The Tampa Bay Rays took full advantage of their schedule to rise from fourth place in the American League East to second. A series of games against the Astros, Twins, White Sox, and Blue Jays aided that cause.
But the Rays are a product of excellent pitching far more than the calendar. That was evident on Monday night.
All-Star lefthander Matt Moore dominated the first-place Red Sox, giving up two hits in a 3-0 victory.
It was the first career shutout for the 24-year-old, who walked one and struck out four. The Red Sox advanced only one runner beyond first base and never came close to scoring.
Welcome to the pennant race. The Rays have won six straight, 14 of 15, and 18 of their last 20 games. They now sit only a half-game behind the Red Sox with three games left in the series.
James Loney, who played 30 games for the Red Sox last season, drove in two runs for the Rays.
Moore (14-3) was never really challenged. Of the 24 balls the Red Sox put in play, 10 were groundouts and five were popups. Moore threw only 65 pitches through the first six innings and finished the game with 109, 74 for strikes.
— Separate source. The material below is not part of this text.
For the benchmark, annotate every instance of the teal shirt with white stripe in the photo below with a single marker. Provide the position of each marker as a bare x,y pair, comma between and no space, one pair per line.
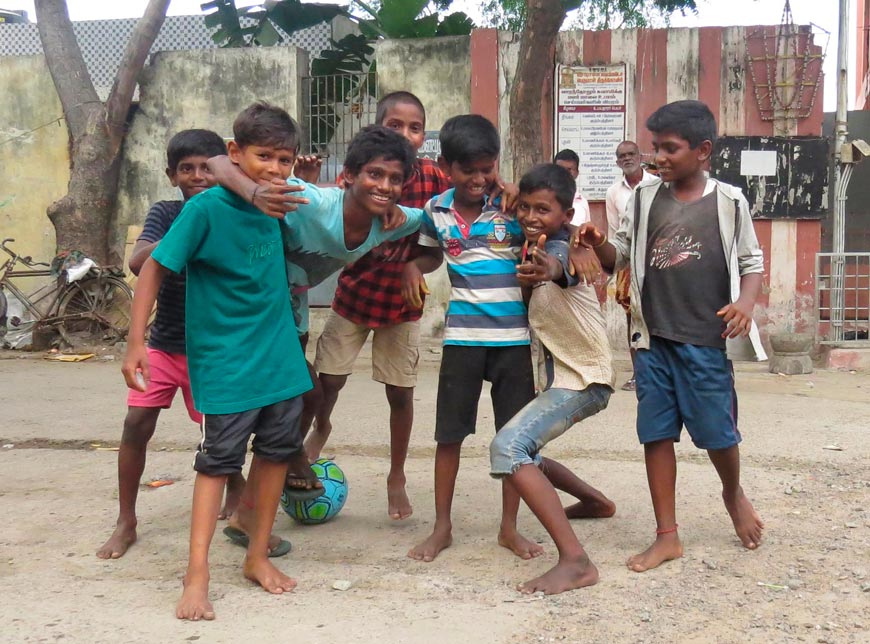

The Rays arrived in Boston nearly four hours before the Red Sox finally beat the Yankees on Sunday night. As the Red Sox were grinding through an 11-inning game against their old rivals, the Rays were enjoying a free night. It showed on Monday.
The Rays scored a run against Sox reliever Jose De La Torre in the top of the ninth inning, causing Moore to have an extended break before retaking the mound.
It hardly mattered as he retired the side in order. Moore retired the final seven batters in a row.
Moore is 6-0 with a 1.50 earned run average in his last six starts. Over 42 innings he has allowed 20 hits.
Red Sox rookie righthander Brandon Workman was impressive in his first appearance at Fenway. He allowed two runs on seven hits over six innings. The 24-year-old walked two and struck out four.
Workman, a second-round draft pick in 2010, has been developed as a starting pitcher. But the Sox called him up from Triple A Pawtucket July 9 with the intent of making him a reliever, at least temporarily.
Workman ended up in the rotation when fellow rookie Allen Webster was demoted following a rough start against the Seattle Mariners. In two starts since, Workman has allowed four earned runs on nine hits over 12⅓ innings. He has walked three and struck out nine.
With Clay Buchholz still weeks away from returning, Workman’s spot in the rotation seems secure for now.
Workman needed 33 pitches to navigate through the first inning. But he managed to give up only one run.
Desmond Jennings started the game with a single but was picked off.
Singles to Ben Zobrist and Evan Longoria followed. With runners at first and third, Loney hit a two-strike fastball deep enough to right field to score a run.
Workman walked Luke Scott to extend the inning but got Kelly Johnson on a fly ball to left field.
Workman didn’t allow another run until the fifth inning. Yunel Escobar, the No. 9 hitter, drew a walk on five pitches. Jennings then bunted the runner to second base.
Zobrist followed with a slowly hit ball to shortstop. Jose Iglesias made a quick play on the ball but umpire Tony Randazzo called Zobrist safe. Sox manager John Farrell argued the call at length.
Workman struck out Longoria for the second out. But Loney knocked a single into right field to make it 2-0.
Workman retired the final four batters he faced. He left after throwing 103 pitches.
As Workman gave the Red Sox a solid start, Moore was dicing up the Red Sox.
Mike Napoli singled with one out in the second inning then had a nice view of Moore striking out Jonny Gomes and Ryan Lavarnway on eight pitches.
Moore had retired eight straight when Napoli drew a walk to start the fifth inning. That rally lasted all of two pitches as Gomes grounded into a double play.
Brandon Snyder, playing third base against the lefthander, crunched a fastball to lead off the sixth inning and drove the ball deep to center. As the crowd started to react, Jennings settled under the ball at the base of the wall. It was just a loud out.
The Red Sox didn’t put another runner on base until there were two outs in the seventh. David Ortiz beat the defensive shift with a single down the line in right.
With Napoli at the plate, a wild pitch moved Ortiz to second base.
Napoli had a good at-bat but flied to right on the sixth pitch he saw.